Three geosynchronous satellites one ascending, another at a high elevation angle and the third located below the equator and idling allow Sirius to achieve spatial diversity and time diversity, essential to offering robust satellite broadcast signals. Further, when satellite signals based on the two TDM-QPSK bands are combined with terrestrial signals from the ground-based repeaters using the COFDM band, the Sirius system also achieves diversity in frequency bandwidth and modulation schemes, Franzo said.
Three signals
In essence, the Sirius satellite radio system uses three independent transmission signals, two from satellites at any given moment and one terrestrial. Each contains an audio bandwidth of 4.4 Mbits/second.
Three copies of an encoded, encrypted and modulated audio bit stream reach a satellite radio receiver via three paths. The redundant signals, once demodulated, can be proportionally combined for optimal quality. The chip set implements three concurrent receivers to demodulate two TDM-QPSK signals sent from satellites, and one COFDM signal broadcast from ground antennas.
Agere's eight-chip set includes two chips for RF-to-intermediate frequency (RF/IF) demodulation and a high-performance, dual-channel analog-to-digital converter. Once signals are converted to digital, they are separated into three paths two TDM-modulated streams and one COFDM-modulated stream and run through demodulation chips.
The TDM demodulation chip is integrated with a maximum-ratio combiner, which identifies and combines the strongest signals from three separate sources to achieve optimal quality.

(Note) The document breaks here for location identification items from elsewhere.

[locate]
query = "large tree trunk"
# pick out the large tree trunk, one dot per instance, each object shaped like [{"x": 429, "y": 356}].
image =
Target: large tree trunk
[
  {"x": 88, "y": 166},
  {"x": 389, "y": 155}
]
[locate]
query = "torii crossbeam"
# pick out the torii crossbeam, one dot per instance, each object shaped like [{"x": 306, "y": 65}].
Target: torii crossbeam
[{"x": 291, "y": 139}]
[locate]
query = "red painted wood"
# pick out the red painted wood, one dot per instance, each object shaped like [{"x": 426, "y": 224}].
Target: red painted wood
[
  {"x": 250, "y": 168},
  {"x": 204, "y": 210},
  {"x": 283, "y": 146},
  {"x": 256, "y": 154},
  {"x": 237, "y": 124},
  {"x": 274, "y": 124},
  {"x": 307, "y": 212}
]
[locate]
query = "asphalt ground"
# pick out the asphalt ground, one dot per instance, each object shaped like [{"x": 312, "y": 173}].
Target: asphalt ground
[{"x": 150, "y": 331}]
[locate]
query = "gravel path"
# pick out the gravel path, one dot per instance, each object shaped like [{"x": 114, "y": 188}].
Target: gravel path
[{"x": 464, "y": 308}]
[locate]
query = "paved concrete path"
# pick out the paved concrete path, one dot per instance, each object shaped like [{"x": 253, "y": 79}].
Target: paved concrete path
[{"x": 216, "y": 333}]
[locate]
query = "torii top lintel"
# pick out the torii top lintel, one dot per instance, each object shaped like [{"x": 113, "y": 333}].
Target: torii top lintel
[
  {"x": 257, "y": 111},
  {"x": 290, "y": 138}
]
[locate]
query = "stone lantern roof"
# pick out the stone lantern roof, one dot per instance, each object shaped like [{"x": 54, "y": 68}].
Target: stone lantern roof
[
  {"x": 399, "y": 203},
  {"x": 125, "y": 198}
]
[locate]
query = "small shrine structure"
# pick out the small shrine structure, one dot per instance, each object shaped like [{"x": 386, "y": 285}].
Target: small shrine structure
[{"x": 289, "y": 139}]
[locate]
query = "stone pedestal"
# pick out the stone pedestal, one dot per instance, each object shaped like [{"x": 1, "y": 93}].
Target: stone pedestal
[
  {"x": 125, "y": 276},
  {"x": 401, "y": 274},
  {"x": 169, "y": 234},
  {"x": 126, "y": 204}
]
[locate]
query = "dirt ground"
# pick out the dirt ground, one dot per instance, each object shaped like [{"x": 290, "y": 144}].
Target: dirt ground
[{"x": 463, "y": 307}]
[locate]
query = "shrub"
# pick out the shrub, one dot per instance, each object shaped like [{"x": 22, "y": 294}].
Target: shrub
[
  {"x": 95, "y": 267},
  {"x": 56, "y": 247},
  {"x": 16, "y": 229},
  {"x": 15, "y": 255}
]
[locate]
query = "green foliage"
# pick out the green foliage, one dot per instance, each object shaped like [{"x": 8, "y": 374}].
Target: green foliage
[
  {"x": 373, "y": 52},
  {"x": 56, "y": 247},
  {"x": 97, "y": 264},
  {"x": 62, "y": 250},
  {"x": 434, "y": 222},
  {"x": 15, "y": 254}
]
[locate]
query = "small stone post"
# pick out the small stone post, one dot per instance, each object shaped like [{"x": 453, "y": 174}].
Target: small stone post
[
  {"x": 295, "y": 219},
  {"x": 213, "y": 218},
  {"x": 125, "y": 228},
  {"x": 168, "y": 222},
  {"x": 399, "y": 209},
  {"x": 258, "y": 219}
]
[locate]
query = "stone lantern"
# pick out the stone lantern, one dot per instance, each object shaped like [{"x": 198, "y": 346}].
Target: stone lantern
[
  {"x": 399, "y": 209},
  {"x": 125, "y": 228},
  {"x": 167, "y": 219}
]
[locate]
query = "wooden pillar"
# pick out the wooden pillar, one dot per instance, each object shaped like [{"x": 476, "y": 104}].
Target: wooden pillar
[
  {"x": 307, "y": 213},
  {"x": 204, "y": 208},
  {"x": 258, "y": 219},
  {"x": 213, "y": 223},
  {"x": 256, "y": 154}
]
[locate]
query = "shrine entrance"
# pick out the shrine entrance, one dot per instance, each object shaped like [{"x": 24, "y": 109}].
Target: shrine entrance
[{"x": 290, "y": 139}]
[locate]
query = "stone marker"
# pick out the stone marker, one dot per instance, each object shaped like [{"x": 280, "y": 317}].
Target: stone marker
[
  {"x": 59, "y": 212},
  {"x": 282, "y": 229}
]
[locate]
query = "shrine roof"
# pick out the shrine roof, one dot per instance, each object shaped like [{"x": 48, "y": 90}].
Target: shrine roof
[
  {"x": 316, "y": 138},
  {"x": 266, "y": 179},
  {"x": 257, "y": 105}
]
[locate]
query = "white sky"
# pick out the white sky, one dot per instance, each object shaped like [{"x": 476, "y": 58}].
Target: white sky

After the broadcast signals are demodulated, a concatenated decoder handles decryption, error correction and channel selection. Finally, a digital audio processor decodes satellite perceptual-audio-coding-compressed music and programs descriptive text such as channel name, song title and artists. Agere also focused on the chip set's wideband RF design in such a way that when radio receivers demodulate a 12.5-MHz spectrum in the 2.3-GHz S-band, they aren't desensitized by nearby radio devices such as PCS, 802.11b or Bluetooth.
Sirius has alliances to install three-band (AM, FM, SAT) radios in Ford, Chrysler, BMW, Mercedes, Mazda, Jaguar and Volvo vehicles as well as Freightliner and Sterling heavy trucks.
XM Satellite Radio has lined up as its automobile partners General Motors, America Honda Motor, American Isuzu, Suzuki and Freightliner. Both companies are planning to offer up to 100 digital channels for a monthly subscription fee of $9.95 for XM and $12.95 for Sirius.
The U.S. government has ordered Sirius and XM to work on an interoperable radio design so that consumers can choose either service provider.